Idę ciemnym korytarzem do sypialni łapie klamkę i otwieram drzwi wchodzę zapalam światło
- co do cholery tu robisz - prawie krzyczę na Gaje która leży na łóżku w czarnej koronkowej bieliźnie
- czekam na ciebie chce ci pokazać co powinna robić dobra partnerka - sam jej głos sprawia że chce mi się wymiotować
- wynoś się stąd ale już jutro odwiozą was na lotnisko do widzenia - patrzy na mnie po czym wychodzi z pokoju, przez okno widzę jak idzie do domu watahy
Jak ona śmiała myśleć że może konkurować z naszą królową że może być lepsza warczy Caro oburzony

Ona jest najlepsza nie chce żadnej innej tylko partnerkę
Wiem nie chce nie umiał bym być z kimś innym niż Ariana.

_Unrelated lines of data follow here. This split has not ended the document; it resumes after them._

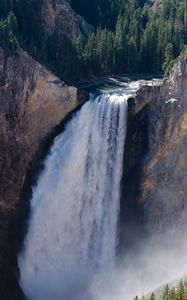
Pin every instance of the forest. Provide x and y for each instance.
(127, 37)
(170, 293)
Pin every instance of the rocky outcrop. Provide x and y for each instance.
(155, 164)
(32, 102)
(59, 18)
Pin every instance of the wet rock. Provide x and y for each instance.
(32, 102)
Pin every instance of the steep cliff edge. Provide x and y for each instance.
(32, 102)
(155, 163)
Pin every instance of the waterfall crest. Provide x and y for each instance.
(75, 205)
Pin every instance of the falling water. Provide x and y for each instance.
(75, 206)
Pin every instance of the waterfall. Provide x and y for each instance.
(75, 206)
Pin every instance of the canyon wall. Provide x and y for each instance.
(32, 102)
(155, 163)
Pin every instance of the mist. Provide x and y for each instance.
(156, 261)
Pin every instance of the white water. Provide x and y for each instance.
(75, 207)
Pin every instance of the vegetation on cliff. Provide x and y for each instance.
(128, 36)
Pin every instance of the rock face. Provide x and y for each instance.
(154, 185)
(32, 102)
(59, 18)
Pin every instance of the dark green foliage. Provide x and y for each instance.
(174, 293)
(127, 37)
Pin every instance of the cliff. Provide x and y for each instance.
(155, 162)
(32, 102)
(59, 18)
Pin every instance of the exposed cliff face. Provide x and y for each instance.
(59, 18)
(154, 183)
(32, 103)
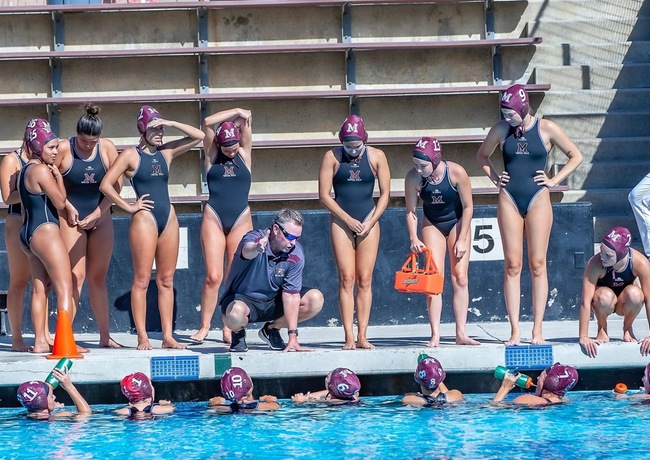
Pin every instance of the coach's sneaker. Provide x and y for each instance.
(238, 341)
(272, 337)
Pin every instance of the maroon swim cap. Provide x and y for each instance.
(227, 134)
(516, 98)
(353, 129)
(136, 387)
(429, 373)
(560, 379)
(33, 395)
(38, 133)
(428, 148)
(618, 239)
(146, 114)
(235, 384)
(342, 383)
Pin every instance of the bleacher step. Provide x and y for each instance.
(609, 149)
(560, 54)
(608, 174)
(595, 76)
(592, 31)
(618, 124)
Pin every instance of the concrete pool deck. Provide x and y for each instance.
(397, 348)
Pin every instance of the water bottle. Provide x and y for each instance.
(523, 381)
(64, 366)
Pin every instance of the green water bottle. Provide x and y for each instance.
(523, 381)
(64, 366)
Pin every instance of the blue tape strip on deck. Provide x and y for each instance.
(529, 357)
(175, 368)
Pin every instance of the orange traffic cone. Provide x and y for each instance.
(64, 344)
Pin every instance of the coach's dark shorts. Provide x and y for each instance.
(260, 310)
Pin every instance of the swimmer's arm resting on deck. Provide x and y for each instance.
(413, 399)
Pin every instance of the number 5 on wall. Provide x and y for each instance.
(486, 240)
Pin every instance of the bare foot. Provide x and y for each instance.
(20, 345)
(172, 343)
(109, 344)
(514, 340)
(363, 343)
(200, 335)
(226, 335)
(602, 336)
(628, 336)
(144, 344)
(466, 341)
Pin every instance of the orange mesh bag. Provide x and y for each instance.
(427, 280)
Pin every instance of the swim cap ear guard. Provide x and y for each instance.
(516, 98)
(428, 149)
(136, 387)
(429, 373)
(353, 129)
(560, 379)
(618, 239)
(38, 133)
(146, 115)
(342, 383)
(227, 134)
(235, 384)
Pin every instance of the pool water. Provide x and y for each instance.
(594, 425)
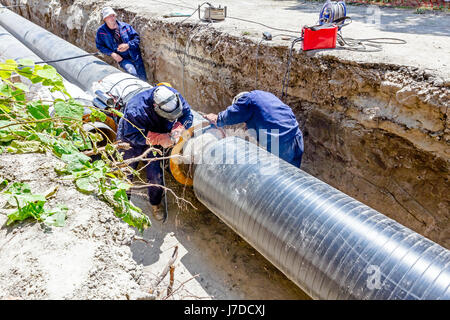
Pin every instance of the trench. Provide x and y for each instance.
(376, 131)
(346, 146)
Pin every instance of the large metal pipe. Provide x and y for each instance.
(11, 48)
(331, 245)
(81, 71)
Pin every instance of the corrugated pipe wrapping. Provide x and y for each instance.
(329, 244)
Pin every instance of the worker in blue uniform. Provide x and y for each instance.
(154, 117)
(270, 119)
(120, 41)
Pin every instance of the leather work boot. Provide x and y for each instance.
(158, 212)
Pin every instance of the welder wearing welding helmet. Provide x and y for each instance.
(155, 117)
(271, 119)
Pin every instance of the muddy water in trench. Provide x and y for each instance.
(227, 266)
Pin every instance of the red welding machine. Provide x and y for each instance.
(319, 37)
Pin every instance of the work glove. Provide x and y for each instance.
(177, 130)
(162, 139)
(211, 117)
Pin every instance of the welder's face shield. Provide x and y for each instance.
(238, 96)
(170, 109)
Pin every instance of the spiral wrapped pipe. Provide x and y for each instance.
(329, 244)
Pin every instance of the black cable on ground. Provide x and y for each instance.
(262, 24)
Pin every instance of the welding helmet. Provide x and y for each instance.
(167, 103)
(240, 95)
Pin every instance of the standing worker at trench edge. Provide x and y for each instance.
(264, 113)
(120, 41)
(156, 117)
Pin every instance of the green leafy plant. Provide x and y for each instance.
(31, 205)
(28, 126)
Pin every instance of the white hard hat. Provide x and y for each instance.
(167, 103)
(107, 11)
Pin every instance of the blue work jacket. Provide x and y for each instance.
(106, 43)
(140, 111)
(263, 110)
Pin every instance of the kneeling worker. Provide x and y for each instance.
(265, 113)
(162, 114)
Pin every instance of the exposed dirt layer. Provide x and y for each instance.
(375, 124)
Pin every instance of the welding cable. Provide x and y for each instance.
(288, 68)
(333, 12)
(257, 54)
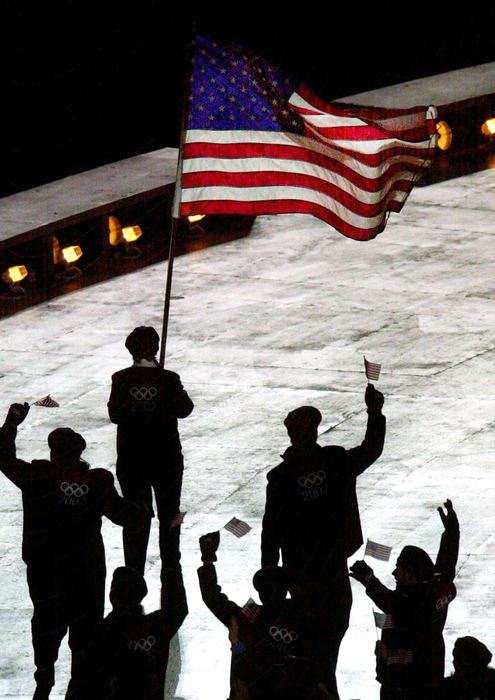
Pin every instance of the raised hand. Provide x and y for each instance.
(374, 399)
(449, 519)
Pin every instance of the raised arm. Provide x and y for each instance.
(361, 457)
(174, 601)
(449, 543)
(211, 592)
(117, 509)
(180, 405)
(271, 533)
(387, 600)
(14, 469)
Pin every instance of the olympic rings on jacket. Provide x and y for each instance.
(143, 644)
(282, 635)
(76, 490)
(311, 480)
(143, 393)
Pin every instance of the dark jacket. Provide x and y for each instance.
(311, 510)
(479, 686)
(132, 648)
(277, 652)
(145, 403)
(63, 508)
(411, 653)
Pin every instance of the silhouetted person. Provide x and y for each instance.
(472, 679)
(131, 652)
(145, 403)
(410, 657)
(63, 501)
(275, 653)
(312, 516)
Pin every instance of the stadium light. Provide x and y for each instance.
(124, 237)
(444, 136)
(13, 277)
(488, 128)
(65, 259)
(194, 229)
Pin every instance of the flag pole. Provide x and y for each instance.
(173, 230)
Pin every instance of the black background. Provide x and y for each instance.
(86, 85)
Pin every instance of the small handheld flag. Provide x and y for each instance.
(47, 402)
(237, 527)
(178, 520)
(382, 620)
(378, 551)
(372, 370)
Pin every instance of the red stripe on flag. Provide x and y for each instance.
(287, 206)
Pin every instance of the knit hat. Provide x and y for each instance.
(303, 418)
(66, 441)
(471, 651)
(419, 561)
(143, 342)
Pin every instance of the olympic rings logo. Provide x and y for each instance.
(282, 635)
(312, 480)
(144, 393)
(76, 490)
(144, 644)
(443, 602)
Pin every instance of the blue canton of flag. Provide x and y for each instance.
(236, 90)
(256, 142)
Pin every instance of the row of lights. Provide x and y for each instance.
(125, 236)
(445, 133)
(65, 259)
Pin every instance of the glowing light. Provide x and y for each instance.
(131, 233)
(488, 127)
(444, 136)
(71, 253)
(15, 274)
(115, 230)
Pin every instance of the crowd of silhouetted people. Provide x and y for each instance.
(285, 647)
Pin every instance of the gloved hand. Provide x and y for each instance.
(449, 519)
(361, 572)
(17, 412)
(209, 545)
(374, 399)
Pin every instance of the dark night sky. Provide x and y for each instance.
(86, 85)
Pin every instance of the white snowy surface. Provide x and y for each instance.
(258, 327)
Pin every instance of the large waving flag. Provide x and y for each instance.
(256, 142)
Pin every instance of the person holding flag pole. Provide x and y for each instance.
(312, 518)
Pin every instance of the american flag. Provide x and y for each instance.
(257, 142)
(372, 370)
(178, 520)
(378, 551)
(237, 527)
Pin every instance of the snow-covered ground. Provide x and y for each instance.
(258, 327)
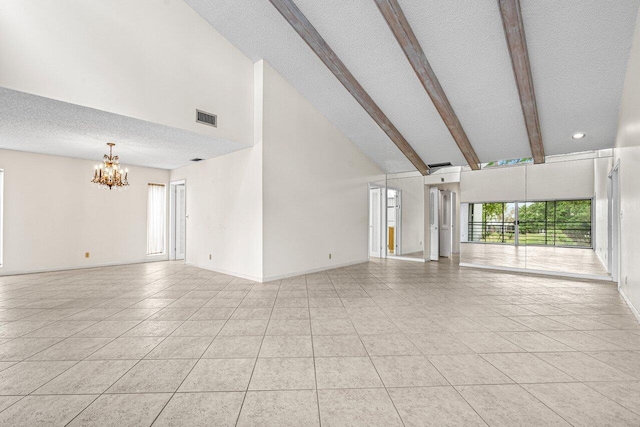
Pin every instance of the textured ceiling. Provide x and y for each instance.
(578, 50)
(42, 125)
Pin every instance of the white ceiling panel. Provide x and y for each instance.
(42, 125)
(579, 50)
(260, 32)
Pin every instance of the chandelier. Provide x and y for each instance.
(108, 174)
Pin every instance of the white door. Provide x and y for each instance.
(375, 222)
(180, 221)
(445, 223)
(614, 223)
(434, 236)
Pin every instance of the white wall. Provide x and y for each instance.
(224, 213)
(224, 205)
(53, 214)
(627, 152)
(315, 186)
(155, 60)
(548, 181)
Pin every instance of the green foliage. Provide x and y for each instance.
(564, 222)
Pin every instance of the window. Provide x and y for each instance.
(546, 223)
(156, 219)
(555, 223)
(1, 210)
(492, 222)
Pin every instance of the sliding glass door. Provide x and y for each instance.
(562, 223)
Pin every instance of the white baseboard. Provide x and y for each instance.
(227, 272)
(80, 267)
(631, 306)
(541, 272)
(279, 276)
(405, 258)
(313, 270)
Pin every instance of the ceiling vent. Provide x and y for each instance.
(435, 166)
(206, 118)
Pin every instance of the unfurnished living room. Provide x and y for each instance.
(319, 213)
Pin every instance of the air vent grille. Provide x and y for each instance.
(206, 118)
(434, 166)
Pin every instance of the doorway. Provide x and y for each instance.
(375, 222)
(394, 221)
(614, 223)
(178, 220)
(442, 223)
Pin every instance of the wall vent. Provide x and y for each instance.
(206, 118)
(434, 166)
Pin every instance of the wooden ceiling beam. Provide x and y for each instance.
(514, 32)
(310, 35)
(403, 33)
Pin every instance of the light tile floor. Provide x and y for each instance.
(383, 343)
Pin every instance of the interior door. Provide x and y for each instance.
(434, 236)
(375, 222)
(614, 224)
(181, 220)
(445, 223)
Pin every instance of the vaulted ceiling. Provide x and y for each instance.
(578, 52)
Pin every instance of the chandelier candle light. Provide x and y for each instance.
(108, 174)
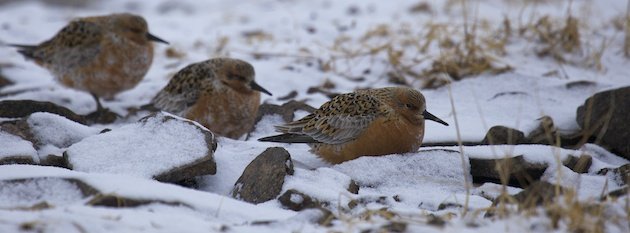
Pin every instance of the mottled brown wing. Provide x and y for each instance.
(340, 120)
(77, 44)
(184, 89)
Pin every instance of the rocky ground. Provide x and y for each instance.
(538, 138)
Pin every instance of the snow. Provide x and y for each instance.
(303, 35)
(26, 193)
(213, 205)
(11, 145)
(53, 129)
(144, 149)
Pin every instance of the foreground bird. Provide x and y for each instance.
(219, 93)
(363, 123)
(102, 55)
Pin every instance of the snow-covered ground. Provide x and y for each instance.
(295, 45)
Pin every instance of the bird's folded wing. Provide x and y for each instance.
(77, 44)
(340, 120)
(181, 92)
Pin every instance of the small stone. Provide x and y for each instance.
(578, 164)
(263, 178)
(353, 187)
(538, 193)
(15, 150)
(546, 133)
(395, 227)
(520, 172)
(621, 175)
(295, 200)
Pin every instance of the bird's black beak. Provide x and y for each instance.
(257, 87)
(429, 116)
(151, 37)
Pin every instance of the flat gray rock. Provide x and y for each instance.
(263, 178)
(160, 146)
(606, 117)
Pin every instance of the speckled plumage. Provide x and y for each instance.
(219, 93)
(102, 55)
(363, 123)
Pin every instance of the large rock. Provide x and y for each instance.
(160, 146)
(263, 178)
(606, 116)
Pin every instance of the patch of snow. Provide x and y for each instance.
(53, 129)
(143, 149)
(29, 192)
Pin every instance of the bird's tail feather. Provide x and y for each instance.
(26, 50)
(289, 138)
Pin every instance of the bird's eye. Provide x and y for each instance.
(135, 30)
(236, 77)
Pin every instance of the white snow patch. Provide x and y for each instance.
(145, 149)
(53, 129)
(26, 193)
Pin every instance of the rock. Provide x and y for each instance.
(353, 187)
(295, 200)
(53, 160)
(263, 178)
(606, 117)
(578, 164)
(538, 193)
(103, 116)
(546, 133)
(498, 135)
(621, 175)
(19, 128)
(518, 171)
(394, 227)
(616, 193)
(4, 81)
(160, 146)
(15, 150)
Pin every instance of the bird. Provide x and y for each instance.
(371, 122)
(101, 55)
(220, 94)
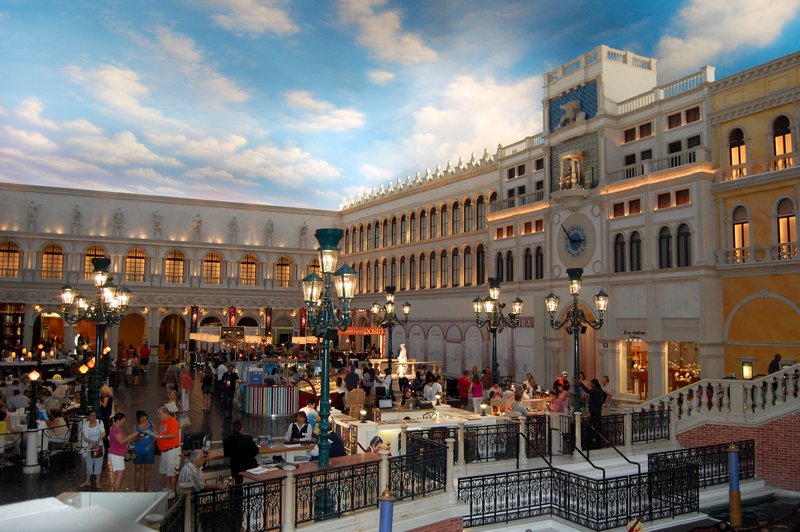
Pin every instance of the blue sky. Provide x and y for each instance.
(303, 103)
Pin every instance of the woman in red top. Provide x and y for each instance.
(186, 387)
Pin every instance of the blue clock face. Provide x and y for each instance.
(575, 240)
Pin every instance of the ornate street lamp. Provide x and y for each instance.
(325, 319)
(106, 310)
(495, 321)
(575, 320)
(388, 321)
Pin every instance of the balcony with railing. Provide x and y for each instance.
(777, 163)
(673, 160)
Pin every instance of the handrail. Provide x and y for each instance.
(637, 464)
(528, 441)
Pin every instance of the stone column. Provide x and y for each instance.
(288, 498)
(449, 464)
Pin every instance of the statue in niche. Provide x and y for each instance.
(33, 216)
(268, 229)
(572, 113)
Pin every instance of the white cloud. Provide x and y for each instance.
(473, 114)
(121, 90)
(380, 77)
(382, 33)
(704, 30)
(120, 149)
(28, 139)
(253, 16)
(148, 174)
(31, 111)
(321, 115)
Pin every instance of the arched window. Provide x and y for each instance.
(248, 267)
(423, 276)
(456, 269)
(212, 269)
(467, 266)
(433, 269)
(92, 252)
(283, 272)
(684, 246)
(174, 267)
(480, 265)
(9, 259)
(135, 266)
(781, 141)
(636, 251)
(480, 214)
(787, 230)
(443, 279)
(527, 265)
(665, 248)
(619, 253)
(741, 234)
(738, 153)
(499, 268)
(52, 262)
(539, 269)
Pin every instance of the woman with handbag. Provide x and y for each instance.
(145, 448)
(92, 434)
(118, 448)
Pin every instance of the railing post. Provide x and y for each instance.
(383, 472)
(288, 498)
(185, 489)
(403, 441)
(462, 461)
(449, 464)
(627, 427)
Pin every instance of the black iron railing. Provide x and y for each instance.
(651, 425)
(329, 493)
(257, 506)
(484, 443)
(439, 435)
(536, 432)
(174, 518)
(712, 461)
(611, 428)
(593, 503)
(423, 469)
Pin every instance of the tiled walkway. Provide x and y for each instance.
(67, 473)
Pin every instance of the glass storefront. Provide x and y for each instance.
(683, 364)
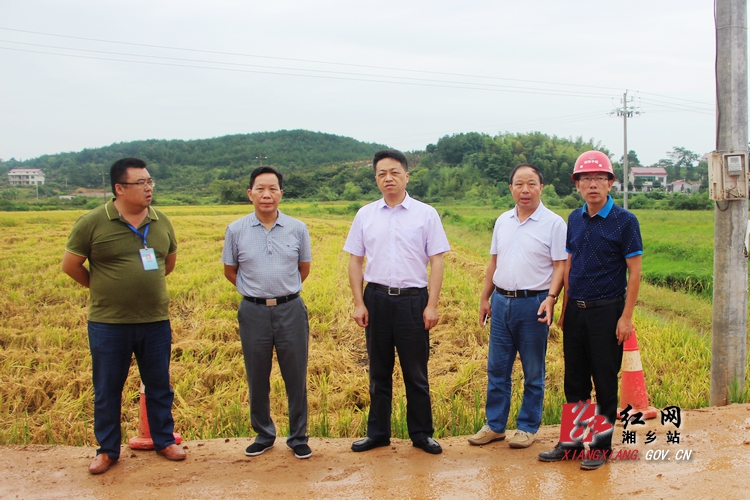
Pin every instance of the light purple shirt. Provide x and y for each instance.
(525, 250)
(398, 242)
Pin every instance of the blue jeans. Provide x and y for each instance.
(112, 347)
(515, 329)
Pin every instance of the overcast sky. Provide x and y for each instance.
(80, 74)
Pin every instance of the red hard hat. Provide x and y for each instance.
(593, 161)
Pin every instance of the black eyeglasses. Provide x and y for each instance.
(140, 183)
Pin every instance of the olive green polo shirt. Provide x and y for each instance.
(121, 291)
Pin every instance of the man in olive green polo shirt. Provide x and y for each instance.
(130, 247)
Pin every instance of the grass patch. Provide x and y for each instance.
(45, 367)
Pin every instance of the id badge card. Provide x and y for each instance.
(148, 257)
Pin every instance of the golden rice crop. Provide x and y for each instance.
(45, 370)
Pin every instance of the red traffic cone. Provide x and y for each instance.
(633, 387)
(143, 441)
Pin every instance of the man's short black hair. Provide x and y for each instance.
(393, 154)
(529, 165)
(266, 170)
(118, 170)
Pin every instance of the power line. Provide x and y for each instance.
(380, 79)
(165, 47)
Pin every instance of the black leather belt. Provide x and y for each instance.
(582, 304)
(274, 301)
(519, 293)
(392, 290)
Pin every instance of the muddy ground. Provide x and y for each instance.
(717, 438)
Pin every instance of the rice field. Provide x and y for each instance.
(45, 369)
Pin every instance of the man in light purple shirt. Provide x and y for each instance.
(399, 236)
(524, 278)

Zgadzam się z moim wilkiem Ariana to wspaniał kobieta ciepła, troskliwa z wielkim sercem a te jej anielskie blond włosy, zapach bzu i sosny i oczy te niesamowite szafirowe oczy.
M

yśl o mojej samicy wywołuje uśmiech na mojej twarzy i uspokaja mojego wilka.
Kładę się do łóżka a w głowie mam słowa żony: jesteś wspaniałym ojcem troszczysz się o dzieci dbasz o ich bezpieczeństwo a dzisiejsza walka o Elizę potwierdza to że nasze dzieci mają najlepszego ojca na świecie i jestem w 100% pewna że nigdy nie będziesz taki jak on.
Zasypiam ze świadomością że moja wspaniała kobieta ma rację nie jestem i nigdy nie będę.